Thoracic Cardiovascular Surgery
Research Opportunities
COMPENSATORY LUNG GROWTH
ANGIOGENESIS IN COMPENSATORY LUNG GROWTH
Abstract: The lung has the ability to regenerate lost tissue after pneumonectomy (PNX, removal of a lung), and the resulting compensatory lung growth (CLG) leads to rapid alveolar regeneration with complete restoration of total lung mass and function in animal models. Our laboratory has shown that CLG requires growth of new blood vessels (angiogenesis). Thus we believe that CLG and angiogenesis are tightly linked, with angiogenesis being a major driving force required for alveolar regeneration. We have shown that epidermal growth factor (EGF), a potent angiogenic factor, and its receptor are induced after PNX, that exogenous EGF augments CLG, and that inhibition of EGF receptor prevents CLG. Endothelial nitric oxide synthase (eNOS) is another angiogenic factor, and we have demonstrated a failure of CLG in eNOS knockout mice which we believe is due to impaired angiogenesis.
EGF can induce eNOS activity, and thus EGF and eNOS may play critical, interdependent angiogenic roles in CLG. Since many angiogenic growth factors are secreted by pulmonary epithelium, we will also study possible cross talk between the epithelium and endothelium in Aim 3. An important long-term goal of our laboratory is to generate knowledge that allows induction of alveolar regeneration or that rescues failed alveologenesis in humans. This proposal will focus on angiogenic mechanisms of CLG and the potential to induced lung growth via angiogenic therapy. Our overall hypothesis is that angiogenesis drives CLG via EGF and eNOS signaling mechanisms.
To test this hypothesis, the proposed studies will utilize the post-PNX CLG model in mice. Aim 1 will test the hypothesis that CLG requires EGF-mediated angiogenic signaling through the use of various loss- and gain-of-function mouse models. Aim 2 will test the hypothesis that failed CLG in eNOS-deficient mice is due to loss of angiogenic potential which can be rescued by angiogenic therapy. We will determine if impaired CLG in eNOS-deficient mice can be rescued by administration of angiogenic agents (inhaled NO or EGF) and if this correlates with restoration of CLG, angiogenesis, and alveolarization. Aim 3 will test the hypothesis that alveolar epithelial cell-derived growth factors induce endothelial cell growth and angiogenesis during CLG. These studies will advance the potential to manipulate lung regeneration with angiogenic agents which translates into therapies for end-stage lung disease, lung volume reduction surgery, premature infant lungs, and transplantation.
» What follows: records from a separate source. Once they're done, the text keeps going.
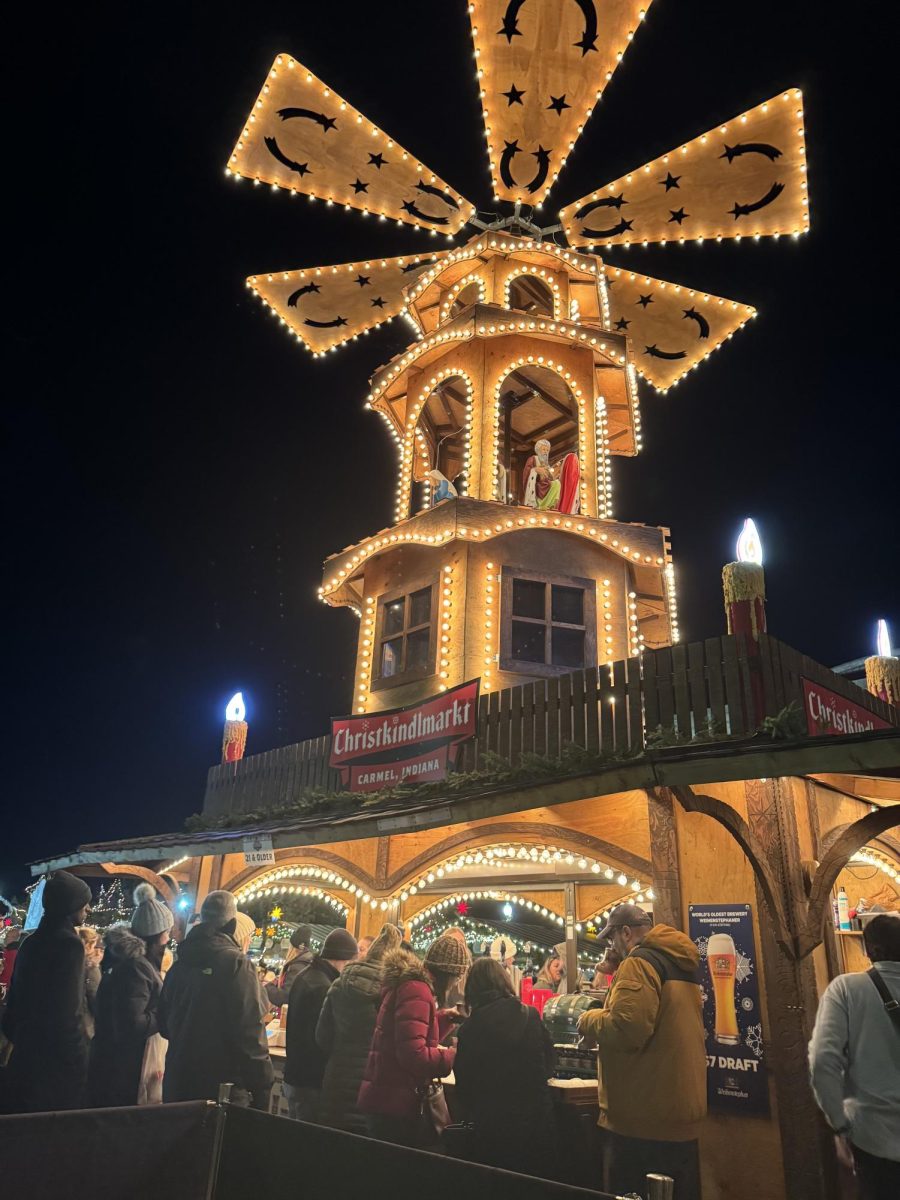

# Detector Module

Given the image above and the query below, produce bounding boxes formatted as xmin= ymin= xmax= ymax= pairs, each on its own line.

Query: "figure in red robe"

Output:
xmin=521 ymin=439 xmax=580 ymax=514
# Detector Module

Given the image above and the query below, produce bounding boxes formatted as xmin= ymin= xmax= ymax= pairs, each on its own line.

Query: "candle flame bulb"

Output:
xmin=225 ymin=692 xmax=246 ymax=722
xmin=876 ymin=619 xmax=892 ymax=658
xmin=736 ymin=518 xmax=763 ymax=566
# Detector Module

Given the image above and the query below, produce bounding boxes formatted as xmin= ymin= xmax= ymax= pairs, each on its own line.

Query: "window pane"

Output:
xmin=383 ymin=599 xmax=405 ymax=636
xmin=512 ymin=578 xmax=545 ymax=620
xmin=381 ymin=637 xmax=403 ymax=677
xmin=511 ymin=620 xmax=546 ymax=663
xmin=552 ymin=585 xmax=584 ymax=626
xmin=409 ymin=587 xmax=431 ymax=628
xmin=551 ymin=627 xmax=584 ymax=668
xmin=406 ymin=628 xmax=430 ymax=673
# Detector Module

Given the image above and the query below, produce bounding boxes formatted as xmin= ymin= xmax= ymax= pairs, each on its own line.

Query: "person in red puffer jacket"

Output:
xmin=358 ymin=946 xmax=455 ymax=1148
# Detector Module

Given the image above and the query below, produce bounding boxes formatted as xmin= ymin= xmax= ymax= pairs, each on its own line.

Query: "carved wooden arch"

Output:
xmin=223 ymin=848 xmax=378 ymax=897
xmin=668 ymin=786 xmax=900 ymax=960
xmin=384 ymin=820 xmax=652 ymax=894
xmin=97 ymin=863 xmax=177 ymax=906
xmin=818 ymin=822 xmax=900 ymax=863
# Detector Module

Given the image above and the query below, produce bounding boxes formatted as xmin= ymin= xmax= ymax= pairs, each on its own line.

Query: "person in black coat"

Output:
xmin=283 ymin=928 xmax=358 ymax=1121
xmin=453 ymin=956 xmax=557 ymax=1174
xmin=1 ymin=871 xmax=93 ymax=1112
xmin=89 ymin=927 xmax=163 ymax=1107
xmin=159 ymin=890 xmax=273 ymax=1109
xmin=316 ymin=922 xmax=402 ymax=1133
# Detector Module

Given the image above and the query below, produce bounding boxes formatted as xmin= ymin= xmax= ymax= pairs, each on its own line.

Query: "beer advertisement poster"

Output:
xmin=689 ymin=904 xmax=768 ymax=1115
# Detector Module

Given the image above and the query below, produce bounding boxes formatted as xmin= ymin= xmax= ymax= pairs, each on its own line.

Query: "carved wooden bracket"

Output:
xmin=666 ymin=787 xmax=900 ymax=961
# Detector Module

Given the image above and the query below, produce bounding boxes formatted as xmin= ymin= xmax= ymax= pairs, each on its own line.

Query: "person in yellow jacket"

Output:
xmin=578 ymin=903 xmax=706 ymax=1199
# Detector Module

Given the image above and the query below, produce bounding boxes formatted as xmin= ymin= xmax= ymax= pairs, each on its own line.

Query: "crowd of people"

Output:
xmin=2 ymin=871 xmax=898 ymax=1199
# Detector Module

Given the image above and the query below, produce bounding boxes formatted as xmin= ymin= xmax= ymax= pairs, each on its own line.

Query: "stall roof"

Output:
xmin=30 ymin=729 xmax=900 ymax=875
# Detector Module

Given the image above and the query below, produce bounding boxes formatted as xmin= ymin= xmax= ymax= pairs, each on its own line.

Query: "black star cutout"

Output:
xmin=293 ymin=162 xmax=311 ymax=177
xmin=351 ymin=179 xmax=369 ymax=194
xmin=355 ymin=274 xmax=371 ymax=288
xmin=532 ymin=145 xmax=551 ymax=164
xmin=371 ymin=296 xmax=386 ymax=309
xmin=497 ymin=16 xmax=522 ymax=43
xmin=637 ymin=293 xmax=654 ymax=308
xmin=659 ymin=172 xmax=681 ymax=191
xmin=547 ymin=94 xmax=571 ymax=116
xmin=615 ymin=318 xmax=630 ymax=330
xmin=368 ymin=152 xmax=388 ymax=169
xmin=306 ymin=282 xmax=321 ymax=293
xmin=573 ymin=32 xmax=598 ymax=55
xmin=502 ymin=83 xmax=525 ymax=106
xmin=668 ymin=207 xmax=689 ymax=225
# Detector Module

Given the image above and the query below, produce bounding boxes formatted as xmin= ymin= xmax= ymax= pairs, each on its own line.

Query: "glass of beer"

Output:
xmin=708 ymin=932 xmax=740 ymax=1044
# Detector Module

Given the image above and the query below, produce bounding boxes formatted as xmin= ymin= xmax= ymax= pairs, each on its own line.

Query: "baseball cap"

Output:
xmin=596 ymin=903 xmax=653 ymax=941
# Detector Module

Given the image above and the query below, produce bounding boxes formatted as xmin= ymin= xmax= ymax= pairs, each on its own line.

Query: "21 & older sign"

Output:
xmin=329 ymin=679 xmax=479 ymax=793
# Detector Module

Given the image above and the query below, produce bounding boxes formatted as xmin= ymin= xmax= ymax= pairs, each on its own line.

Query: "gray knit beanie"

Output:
xmin=131 ymin=883 xmax=175 ymax=937
xmin=200 ymin=890 xmax=238 ymax=926
xmin=320 ymin=928 xmax=359 ymax=962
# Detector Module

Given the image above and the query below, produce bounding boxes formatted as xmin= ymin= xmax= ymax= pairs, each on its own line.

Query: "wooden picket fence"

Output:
xmin=202 ymin=633 xmax=898 ymax=817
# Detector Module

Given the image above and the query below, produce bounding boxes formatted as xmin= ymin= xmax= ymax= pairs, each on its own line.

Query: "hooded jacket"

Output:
xmin=316 ymin=957 xmax=385 ymax=1133
xmin=579 ymin=924 xmax=707 ymax=1141
xmin=1 ymin=915 xmax=88 ymax=1112
xmin=158 ymin=921 xmax=273 ymax=1107
xmin=454 ymin=994 xmax=556 ymax=1171
xmin=283 ymin=956 xmax=339 ymax=1089
xmin=358 ymin=949 xmax=455 ymax=1118
xmin=89 ymin=927 xmax=162 ymax=1108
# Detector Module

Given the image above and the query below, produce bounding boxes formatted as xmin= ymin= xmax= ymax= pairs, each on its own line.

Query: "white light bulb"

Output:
xmin=736 ymin=518 xmax=763 ymax=565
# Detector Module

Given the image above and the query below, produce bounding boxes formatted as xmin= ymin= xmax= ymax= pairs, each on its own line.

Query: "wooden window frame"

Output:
xmin=499 ymin=566 xmax=597 ymax=677
xmin=371 ymin=575 xmax=439 ymax=691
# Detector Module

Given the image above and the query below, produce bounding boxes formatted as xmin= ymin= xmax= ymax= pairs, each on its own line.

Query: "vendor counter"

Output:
xmin=266 ymin=1036 xmax=602 ymax=1188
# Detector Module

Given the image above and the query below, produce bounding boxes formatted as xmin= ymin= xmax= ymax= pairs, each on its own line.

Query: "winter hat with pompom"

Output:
xmin=131 ymin=883 xmax=174 ymax=938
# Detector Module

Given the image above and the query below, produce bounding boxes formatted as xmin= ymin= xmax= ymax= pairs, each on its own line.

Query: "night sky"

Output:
xmin=4 ymin=3 xmax=896 ymax=895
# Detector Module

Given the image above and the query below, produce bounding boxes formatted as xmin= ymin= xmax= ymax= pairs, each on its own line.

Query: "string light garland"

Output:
xmin=482 ymin=560 xmax=499 ymax=692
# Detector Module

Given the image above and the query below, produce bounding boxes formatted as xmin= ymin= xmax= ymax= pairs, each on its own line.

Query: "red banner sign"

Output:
xmin=801 ymin=678 xmax=893 ymax=737
xmin=330 ymin=679 xmax=480 ymax=792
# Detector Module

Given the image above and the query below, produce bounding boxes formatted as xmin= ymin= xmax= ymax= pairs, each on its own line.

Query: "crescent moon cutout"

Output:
xmin=264 ymin=137 xmax=312 ymax=177
xmin=401 ymin=260 xmax=433 ymax=273
xmin=644 ymin=344 xmax=688 ymax=361
xmin=729 ymin=181 xmax=785 ymax=219
xmin=575 ymin=194 xmax=627 ymax=219
xmin=498 ymin=0 xmax=597 ymax=55
xmin=500 ymin=141 xmax=520 ymax=188
xmin=720 ymin=142 xmax=782 ymax=163
xmin=682 ymin=307 xmax=710 ymax=339
xmin=304 ymin=316 xmax=348 ymax=328
xmin=286 ymin=282 xmax=321 ymax=306
xmin=579 ymin=217 xmax=634 ymax=240
xmin=401 ymin=200 xmax=450 ymax=226
xmin=276 ymin=106 xmax=337 ymax=132
xmin=415 ymin=180 xmax=460 ymax=211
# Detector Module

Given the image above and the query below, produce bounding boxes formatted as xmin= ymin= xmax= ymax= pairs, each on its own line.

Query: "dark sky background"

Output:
xmin=4 ymin=2 xmax=897 ymax=895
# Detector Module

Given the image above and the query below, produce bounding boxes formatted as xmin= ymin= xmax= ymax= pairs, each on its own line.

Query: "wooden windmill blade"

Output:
xmin=468 ymin=0 xmax=653 ymax=206
xmin=247 ymin=252 xmax=451 ymax=355
xmin=603 ymin=266 xmax=756 ymax=391
xmin=226 ymin=54 xmax=476 ymax=235
xmin=560 ymin=89 xmax=809 ymax=247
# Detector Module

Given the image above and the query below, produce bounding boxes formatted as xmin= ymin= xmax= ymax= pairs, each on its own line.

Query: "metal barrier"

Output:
xmin=0 ymin=1093 xmax=676 ymax=1200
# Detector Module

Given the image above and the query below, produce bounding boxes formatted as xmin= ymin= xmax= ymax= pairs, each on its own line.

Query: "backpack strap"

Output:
xmin=867 ymin=968 xmax=900 ymax=1031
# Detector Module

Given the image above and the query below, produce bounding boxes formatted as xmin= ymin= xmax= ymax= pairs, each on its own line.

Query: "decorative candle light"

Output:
xmin=222 ymin=692 xmax=248 ymax=762
xmin=865 ymin=620 xmax=899 ymax=705
xmin=722 ymin=518 xmax=767 ymax=641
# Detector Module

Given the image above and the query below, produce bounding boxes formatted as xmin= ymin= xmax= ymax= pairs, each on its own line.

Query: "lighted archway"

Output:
xmin=443 ymin=272 xmax=488 ymax=320
xmin=504 ymin=270 xmax=560 ymax=319
xmin=396 ymin=367 xmax=477 ymax=521
xmin=490 ymin=359 xmax=589 ymax=514
xmin=231 ymin=862 xmax=371 ymax=911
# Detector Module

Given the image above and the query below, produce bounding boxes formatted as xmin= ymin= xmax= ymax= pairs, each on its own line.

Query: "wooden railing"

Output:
xmin=202 ymin=634 xmax=898 ymax=818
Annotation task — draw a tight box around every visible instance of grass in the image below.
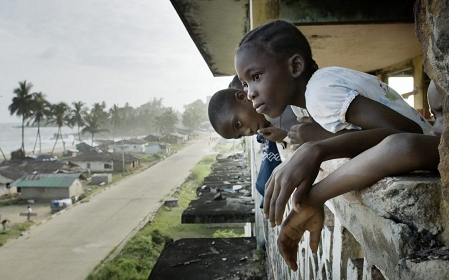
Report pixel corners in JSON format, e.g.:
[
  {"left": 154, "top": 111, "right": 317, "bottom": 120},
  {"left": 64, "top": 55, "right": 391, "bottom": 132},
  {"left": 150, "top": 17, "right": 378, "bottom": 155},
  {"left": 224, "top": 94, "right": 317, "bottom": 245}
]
[
  {"left": 169, "top": 144, "right": 185, "bottom": 152},
  {"left": 138, "top": 153, "right": 163, "bottom": 163},
  {"left": 0, "top": 221, "right": 34, "bottom": 246},
  {"left": 87, "top": 153, "right": 246, "bottom": 280}
]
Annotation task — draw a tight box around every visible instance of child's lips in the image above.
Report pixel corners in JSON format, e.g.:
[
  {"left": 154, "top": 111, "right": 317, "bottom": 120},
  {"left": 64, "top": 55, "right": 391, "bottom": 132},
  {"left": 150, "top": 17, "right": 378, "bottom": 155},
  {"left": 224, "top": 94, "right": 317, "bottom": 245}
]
[{"left": 254, "top": 103, "right": 265, "bottom": 114}]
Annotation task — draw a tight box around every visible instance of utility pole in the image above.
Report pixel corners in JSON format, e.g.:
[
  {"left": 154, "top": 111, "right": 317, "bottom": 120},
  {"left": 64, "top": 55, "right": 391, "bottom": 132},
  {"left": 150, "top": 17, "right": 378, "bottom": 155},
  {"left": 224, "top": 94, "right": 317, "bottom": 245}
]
[{"left": 122, "top": 137, "right": 125, "bottom": 174}]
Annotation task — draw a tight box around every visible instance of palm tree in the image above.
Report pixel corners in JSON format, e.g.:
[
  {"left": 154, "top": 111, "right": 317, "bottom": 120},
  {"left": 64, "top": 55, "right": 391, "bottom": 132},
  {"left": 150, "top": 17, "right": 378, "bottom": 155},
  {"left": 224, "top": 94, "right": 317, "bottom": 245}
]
[
  {"left": 28, "top": 92, "right": 51, "bottom": 153},
  {"left": 8, "top": 80, "right": 34, "bottom": 155},
  {"left": 154, "top": 108, "right": 178, "bottom": 134},
  {"left": 47, "top": 102, "right": 70, "bottom": 154},
  {"left": 82, "top": 111, "right": 109, "bottom": 146},
  {"left": 68, "top": 101, "right": 87, "bottom": 143},
  {"left": 108, "top": 104, "right": 123, "bottom": 141}
]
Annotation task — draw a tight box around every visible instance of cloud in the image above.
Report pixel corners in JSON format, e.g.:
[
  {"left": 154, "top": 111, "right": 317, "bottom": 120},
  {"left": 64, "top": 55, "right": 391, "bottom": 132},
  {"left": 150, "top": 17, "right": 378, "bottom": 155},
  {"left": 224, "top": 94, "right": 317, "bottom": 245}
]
[{"left": 0, "top": 0, "right": 233, "bottom": 123}]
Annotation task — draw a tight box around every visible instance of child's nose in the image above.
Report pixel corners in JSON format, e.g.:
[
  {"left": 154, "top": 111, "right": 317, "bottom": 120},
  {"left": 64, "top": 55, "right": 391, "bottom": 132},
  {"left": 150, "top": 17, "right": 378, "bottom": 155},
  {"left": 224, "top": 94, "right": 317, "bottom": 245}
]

MECHANISMS OF UNEQUAL LOBAR GROWTH IN POST-PNEUMONECTOMY LUNG GROWTH
Abstract: Compensatory lung growth is a regenerative growth which occurs after pneumonectomy, but little is known about the mechanisms which regulate this growth. The long-term goal of our research is to understand the mediators that regulate compensatory lung growth. Preliminary data suggests that compensatory lung growth is not uniform in nature, but is lobe specific, occuring mainly in the upper two lobes. Thus our proposed research will test the following hypothesis: that compensatory lung growth is not uniform in nature, is lobe specific, and this is due to superior angiogenesis and perfusion in the growing lobes.
Specific Aim 1A will determine the lobar distribution of compensatory lung growth by comparing growth between the four lobes of the right lung after left pneumonectomy. Specific Aim 1B will compare alveolar and endothelial cell proliferation and angiogenesis between the lobes of the right lung after left pneumonectomy. Specific Aim 1C will measure blood perfusion in the lobes of the right lung and correlate this to compensatory growth in the lung. We will utilize the rat model of compensatory lung growth. The lobes of the right lung, following left pneumonectomy, will be studied and compared for the following parameters: lobe weight and volume indices, alveolar cell and vascular endothelial cell proliferation, expression of VEGF and VEGF receptors, morphometric measurements of alveolar surface density, volume of respiratory region, and vessel density, and measurements of blood perfusion. Finally, we will test if growth can be induced in the lower two lobes of the right lung by removing the upper two lobes.